Schongar and his group are also still continuing discussions with Consolidated Communications to continue to improve internet speeds in Mason. A recently passed bill at the state level may present a solution.

In 2018, the state passed SB 170, a bill which allows towns to pass bonds to improve their internet infrastructure for areas of town that are underserved – in this case, defined as having speeds less than 25 megabytes per second for downloads and three megabytes per second for uploads – in a public-private partnership with Internet providers.

Despite the relative newness of the law, some municipalities have already taken advantage of it, and several more are exploring the option.

Rob Koester, vice president of Consumer Product Management for Consolidated Communications, said the company has already worked with Chesterfield to expand its high-speed internet using bonding. The town passed a $1.8 million bond for new infrastructure for fiber-based internet. Instead of being paid back through the tax rate, the bond is paid through a monthly infrastructure fee added to subscriber’s bills. The fee can be no more than $10 per month. 

A similar deal could be worked out in Mason, since the town’s rural nature and spread-out residences make it an unlikely candidate for expensive fiber upgrades, which would drastically improve Internet speeds – up to a Gigabyte per second for both upload and download speeds. 

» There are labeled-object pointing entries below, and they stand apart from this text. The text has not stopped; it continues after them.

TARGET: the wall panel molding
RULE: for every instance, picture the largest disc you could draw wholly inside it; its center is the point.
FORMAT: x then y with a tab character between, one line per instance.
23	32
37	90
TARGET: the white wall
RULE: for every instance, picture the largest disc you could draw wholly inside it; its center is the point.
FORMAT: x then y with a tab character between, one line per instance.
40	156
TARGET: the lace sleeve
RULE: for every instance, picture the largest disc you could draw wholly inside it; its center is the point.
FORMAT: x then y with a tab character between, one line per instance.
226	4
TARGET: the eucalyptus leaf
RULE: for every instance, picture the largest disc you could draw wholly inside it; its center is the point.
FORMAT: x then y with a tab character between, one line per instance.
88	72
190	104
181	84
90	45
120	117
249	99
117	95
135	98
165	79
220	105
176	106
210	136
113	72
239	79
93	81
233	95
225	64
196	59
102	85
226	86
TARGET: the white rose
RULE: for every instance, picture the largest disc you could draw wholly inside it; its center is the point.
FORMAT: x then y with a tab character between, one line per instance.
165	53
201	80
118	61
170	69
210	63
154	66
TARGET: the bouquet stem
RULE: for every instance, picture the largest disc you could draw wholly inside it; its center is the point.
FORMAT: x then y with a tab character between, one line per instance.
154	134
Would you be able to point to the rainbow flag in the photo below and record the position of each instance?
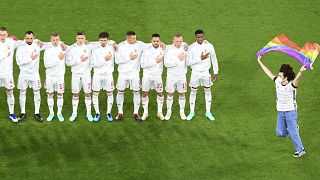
(305, 55)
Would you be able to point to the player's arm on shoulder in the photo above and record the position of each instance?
(295, 82)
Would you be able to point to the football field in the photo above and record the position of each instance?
(240, 144)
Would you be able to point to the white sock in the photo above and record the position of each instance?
(136, 102)
(120, 99)
(182, 103)
(37, 101)
(145, 104)
(87, 100)
(75, 102)
(207, 95)
(169, 103)
(50, 102)
(193, 96)
(110, 102)
(10, 101)
(59, 103)
(22, 101)
(160, 101)
(95, 102)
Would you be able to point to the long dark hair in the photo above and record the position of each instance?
(287, 71)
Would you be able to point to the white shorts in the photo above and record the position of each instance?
(102, 81)
(176, 83)
(31, 81)
(78, 82)
(152, 82)
(7, 82)
(200, 79)
(54, 84)
(126, 81)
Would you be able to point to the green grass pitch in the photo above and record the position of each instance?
(240, 144)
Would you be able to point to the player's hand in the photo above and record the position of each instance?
(215, 77)
(159, 58)
(83, 58)
(63, 46)
(204, 56)
(133, 56)
(108, 57)
(40, 43)
(182, 56)
(34, 55)
(61, 55)
(303, 68)
(115, 46)
(185, 46)
(163, 45)
(259, 58)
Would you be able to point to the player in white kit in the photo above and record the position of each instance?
(54, 62)
(200, 57)
(175, 61)
(152, 65)
(128, 60)
(103, 64)
(28, 58)
(7, 47)
(78, 57)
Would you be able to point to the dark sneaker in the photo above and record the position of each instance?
(137, 117)
(13, 118)
(96, 117)
(38, 117)
(299, 153)
(22, 116)
(119, 116)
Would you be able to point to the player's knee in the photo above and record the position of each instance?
(95, 93)
(9, 92)
(193, 90)
(144, 94)
(207, 89)
(120, 92)
(281, 133)
(109, 93)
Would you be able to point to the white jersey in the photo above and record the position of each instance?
(148, 61)
(175, 67)
(125, 64)
(53, 64)
(6, 56)
(23, 56)
(286, 96)
(99, 64)
(194, 57)
(73, 59)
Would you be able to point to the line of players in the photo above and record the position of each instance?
(130, 55)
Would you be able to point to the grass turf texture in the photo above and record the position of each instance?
(241, 143)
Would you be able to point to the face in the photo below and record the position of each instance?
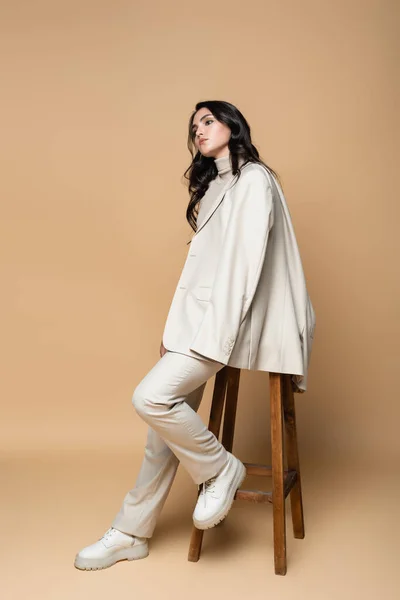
(211, 137)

Koester said he’s been working with Mason representatives, including Schongar, on the first steps of a bonding solution, through it’s not guaranteed Consolidated Communications would be the final candidate for a fiber build-out in town. If Mason moves forward with a bond, it would put out a request for proposals and receive bids from several internet providers. In the meantime, the town would have to create a broadband map, identifying the homes which fall short of the upload and download speeds identified as “underserved” in SB 170.

While fiber may not be the only solution for Mason, its likely to be the most cost-effective for providers, Koester said, while also dramatically improving service.

In an urban environment, to install a mile of fiber, it would cost the provider around $7,000-$10,000 per mile. In a rural environment, particularly in a town like Mason where the geography can be challenging, the cost is more like $30,000-$50,000. It’s also more expensive for rural users to hook into that network – a cost of about $3,000-$5,000, compared to an urban user, which would cost between $800-$1,100.

Because a rural network is always going to be expensive, Koester said its generally most cost-effective to do a fiber build-out and provide the best service available.

“Based on what we’ve seen  with other towns, fiber’s going to be the first choice,” Koester said.